Àlvar Farré, enfermero de la UCI en el Hospital Clínic, también admite que su sector está ahora mucho más preparado para hacer frente al covid que hace doce meses, sin embargo señala que este último año «ha sido muy intenso y, aunque en algún momento ha podido parecer que íbamos mejor en lo que al control de virus se refiere, no ha habido apenas momentos de desconexión y eso ha hecho que los profesionales sanitarios lleguen a estas alturas de la pandemia muy cargados».

«Necesitamos un descanso que nos permita hacer un cambio de chip», asegura, «porque desde marzo se han ido sucediendo diferentes olas y apenas pudimos tener unos días de tranquilidad en verano, cuando solo había 4 o 5 pacientes en la UCI». «La gente está muy quemada», advierte Àlvar, para a continuación admitir que, al menos ahora, a diferencia de lo que sucedió durante la primera ola, «que nos cogió a todos en pañales, «hemos aprendido mucho sobre el virus, tenemos más recursos, más información sobre la enfermedad, más experiencia y conocimiento acerca de cómo evolucionarán los pacientes y eso nos permite anticiparnos y predecir la evolución del enfermo». «Además, nosotros, los profesionales, también hemos aprendido a gestionar el estrés y la sobrecarga de trabajo, que compensamos con momentos de desconexión y ocio, algo que al principio yo creo que no hacíamos», comenta este enfermero, quien, si bien admite que «nada ha sido ni será igual que aquella primera ola», asegura que «a día de hoy la carga de trabajo es aún elevada», aunque «la esperanza en la vacuna nos da cierta tranquilidad y seguridad».
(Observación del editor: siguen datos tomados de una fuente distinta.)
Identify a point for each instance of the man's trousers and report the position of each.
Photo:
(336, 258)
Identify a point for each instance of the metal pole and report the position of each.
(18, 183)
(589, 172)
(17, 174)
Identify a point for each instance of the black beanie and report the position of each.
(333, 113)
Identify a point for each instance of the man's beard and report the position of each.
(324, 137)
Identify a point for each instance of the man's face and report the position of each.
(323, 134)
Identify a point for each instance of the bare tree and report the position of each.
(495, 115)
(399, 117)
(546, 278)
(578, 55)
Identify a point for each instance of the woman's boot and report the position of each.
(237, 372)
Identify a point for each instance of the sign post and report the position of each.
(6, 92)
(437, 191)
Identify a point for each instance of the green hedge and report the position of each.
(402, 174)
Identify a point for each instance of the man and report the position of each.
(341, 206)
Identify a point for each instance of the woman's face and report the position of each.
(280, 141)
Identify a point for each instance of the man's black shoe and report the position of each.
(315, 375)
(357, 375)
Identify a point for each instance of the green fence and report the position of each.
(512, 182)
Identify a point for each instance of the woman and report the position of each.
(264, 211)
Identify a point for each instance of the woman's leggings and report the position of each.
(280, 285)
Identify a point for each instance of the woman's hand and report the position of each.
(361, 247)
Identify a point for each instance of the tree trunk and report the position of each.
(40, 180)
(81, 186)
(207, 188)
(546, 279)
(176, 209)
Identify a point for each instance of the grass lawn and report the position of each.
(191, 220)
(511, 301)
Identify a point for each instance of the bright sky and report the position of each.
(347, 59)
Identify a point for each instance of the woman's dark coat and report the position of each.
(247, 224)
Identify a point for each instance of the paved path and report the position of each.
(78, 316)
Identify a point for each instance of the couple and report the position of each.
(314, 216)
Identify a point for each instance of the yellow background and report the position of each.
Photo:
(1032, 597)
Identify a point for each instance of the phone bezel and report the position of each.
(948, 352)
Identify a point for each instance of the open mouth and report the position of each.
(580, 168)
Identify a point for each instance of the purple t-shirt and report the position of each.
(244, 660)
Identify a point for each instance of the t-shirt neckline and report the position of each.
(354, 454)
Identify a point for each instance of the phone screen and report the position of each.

Noemí Fuentes, usuario de Cáritas

Y si para Àlvar la pandemia ha supuesto una sobrecarga a nivel laboral, para Noemí Fuentes, una cubana de 44 años que llegó a España hace 4, ha sido todo lo contrario. «Yo trabajaba de forma irregular cuidando a cuatro personas mayores y, con la llegada del virus, tres de ellas prescindieron de mis servicios por no poder pagarme», explica Noemí, quien señala que eso supuso un descenso considerable de sus ingresos. Desde entonces, empezó a moverse para encontrar trabajo, porque con lo que gana apenas tiene para hacer frente a sus gastos y además, ella es quien mantiene a sus tres hijos y la nieta, que viven en Cuba. «Tengo problemas para pagar la renta de la habitación que tengo alquilada y recurro al banco de alimentos de Cáritas para poder comer, por lo que llevo un tiempo sin poder enviar dinero a mi país», se lamenta Noemí, quien dice no haberse encontrado «con tan poco trabajo y tan pocos ingresos en su vida».

A día de hoy ya ha conseguido regularizar su situación en España y ha entrado en el programa Feina amb Cor de Cáritas, así como también ha recurrido a otras entidades para tratar de encontrar trabajo, sin embargo, por ahora no ha tenido éxito, pese a «haber tocado todas las puertas». «Las posibilidades de conseguir un empleo a día de hoy son muy pocas, hay muy poca oferta», asegura Noemí, quien, si bien aspira a encontrar trabajo en atención al cliente, porque es de lo que trabajaba en su país, o en la hostelería, profesión en la que se ha formado, no descarta ningún tipo de empleo. «Busco de lo que salga, limpiadora, cuidadora de personas mayores, en un almacén...porque soy consciente de que está difícil encontrar algo y necesito ganar dinero».